We also help them keep their weapons operational: When we give them a new F-16, for example, we also guarantee that Lockheed Martin will help them maintain it.

"If the U.S. company won't provide that service, these things might not one able to fly," said David Schenker, director of the program on Arab politics at the Washington Institute for Near East Policy.

2) Would Egypt stop preserving American interests in the Middle East?

In exchange for the aid, we count on Egypt to fight jihadists in the Sinai, serve as a buffer to Iran's growing power, and to let us fly over their territory and use the Suez Canal whenever we want.

But those things aren't just in America's interest, they're in Egypt's, too.

As Kaplan writes in Slate, "The Egyptians do not want to incite a war, or an arms race, with Israel. They don't want terrorists roaming free in their northern territories. They fear and loathe the prospect of Iranian expansion."

Furthermore, Schenker argues that Egypt's power to preserve stability in the region is exaggerated. The country recently squabbled with Ethiopia over a plan to dam up the Nile, a sign for Schenker that Egypt doesn't call the shots like it once did.

"We can't really count on these guys to face off against Iran when they can't even intimidate Ethiopia into giving them all the Nile water they want," he said. "Their stature has declined."

Robert Springborg, an expert on the Egyptian military at the Naval Postgraduate School in Monterey, Calif., says the military's failure to control terrorist threats in the Sinai shows that even with American aid, it can't adequately keep the peace within its own borders.

"Over time, the 'paper tiger' nature of the Egyptian military will be its undoing," he said. "As the Egyptians realize they have paid a huge price for a military that is not only not under their control, but cannot do its job either."

3) Would the Egyptian security forces stop cracking down on the opposition?

This one is tough to predict, but it's doubtful. Though the military has historically suppressed the Muslim Brotherhood, this time they seem bent on totally destroying the group's presence in the country.
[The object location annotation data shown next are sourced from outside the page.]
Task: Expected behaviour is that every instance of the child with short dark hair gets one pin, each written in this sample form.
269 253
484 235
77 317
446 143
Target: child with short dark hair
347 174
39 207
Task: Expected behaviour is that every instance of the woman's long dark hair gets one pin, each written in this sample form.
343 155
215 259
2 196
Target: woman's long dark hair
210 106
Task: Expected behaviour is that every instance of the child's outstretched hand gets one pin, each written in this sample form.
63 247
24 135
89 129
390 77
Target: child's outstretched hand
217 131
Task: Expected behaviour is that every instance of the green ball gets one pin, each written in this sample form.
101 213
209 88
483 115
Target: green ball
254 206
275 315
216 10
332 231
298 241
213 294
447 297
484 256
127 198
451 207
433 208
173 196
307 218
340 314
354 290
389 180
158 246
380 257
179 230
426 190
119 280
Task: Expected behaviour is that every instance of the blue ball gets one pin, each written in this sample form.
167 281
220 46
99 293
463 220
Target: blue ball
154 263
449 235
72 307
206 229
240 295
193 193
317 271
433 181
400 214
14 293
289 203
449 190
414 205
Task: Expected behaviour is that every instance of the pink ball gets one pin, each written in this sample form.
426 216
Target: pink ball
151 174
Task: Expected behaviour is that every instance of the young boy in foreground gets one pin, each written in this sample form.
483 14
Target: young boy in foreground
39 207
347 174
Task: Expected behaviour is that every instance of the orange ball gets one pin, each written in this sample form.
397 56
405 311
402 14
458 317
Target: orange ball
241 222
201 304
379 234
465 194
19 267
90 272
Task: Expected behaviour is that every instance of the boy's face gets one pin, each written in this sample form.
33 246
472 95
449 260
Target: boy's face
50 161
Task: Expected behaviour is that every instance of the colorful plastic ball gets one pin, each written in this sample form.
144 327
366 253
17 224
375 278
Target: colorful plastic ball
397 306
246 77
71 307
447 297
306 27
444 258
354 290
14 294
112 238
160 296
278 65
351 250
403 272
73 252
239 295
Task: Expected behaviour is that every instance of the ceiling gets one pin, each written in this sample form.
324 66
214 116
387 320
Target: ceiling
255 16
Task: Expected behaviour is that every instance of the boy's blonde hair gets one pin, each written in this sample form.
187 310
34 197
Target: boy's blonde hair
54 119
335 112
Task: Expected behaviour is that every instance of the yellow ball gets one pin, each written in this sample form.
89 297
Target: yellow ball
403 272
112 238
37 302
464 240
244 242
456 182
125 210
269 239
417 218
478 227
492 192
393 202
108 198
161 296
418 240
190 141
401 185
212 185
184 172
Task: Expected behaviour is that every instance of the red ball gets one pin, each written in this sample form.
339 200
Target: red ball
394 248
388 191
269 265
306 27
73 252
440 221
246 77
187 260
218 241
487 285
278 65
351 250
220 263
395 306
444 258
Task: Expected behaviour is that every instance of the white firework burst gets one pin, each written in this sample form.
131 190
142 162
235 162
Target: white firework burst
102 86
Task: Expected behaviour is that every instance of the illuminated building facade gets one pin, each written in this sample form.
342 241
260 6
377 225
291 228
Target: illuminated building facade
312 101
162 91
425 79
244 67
From wantonly shooting protesters to arresting the group's Supreme Guide, it's clear the military is looking to eradicate its Islamist opponents. Meanwhile, Brotherhood supporters are furious after having gone from marginalized to in power and back again within just a year, and they've been retaliating with their own attacks in the past few days. As one Atlantic contributor put it today, there are no "good guys" left in Egypt.

It's not likely that revoking even a large amount of money will convince any of the players in the crisis to make peace.

Writing in Foreign Policy, James Traub, who supports cutting off the aid, argues that, "it's absurd to imagine that a suspension of the $1.5 billion a year in U.S. aid, or the threat of it, would have any effect on Egypt's new military rulers. They have waded hip-deep in blood; they won't retrace their steps because Washington is outraged."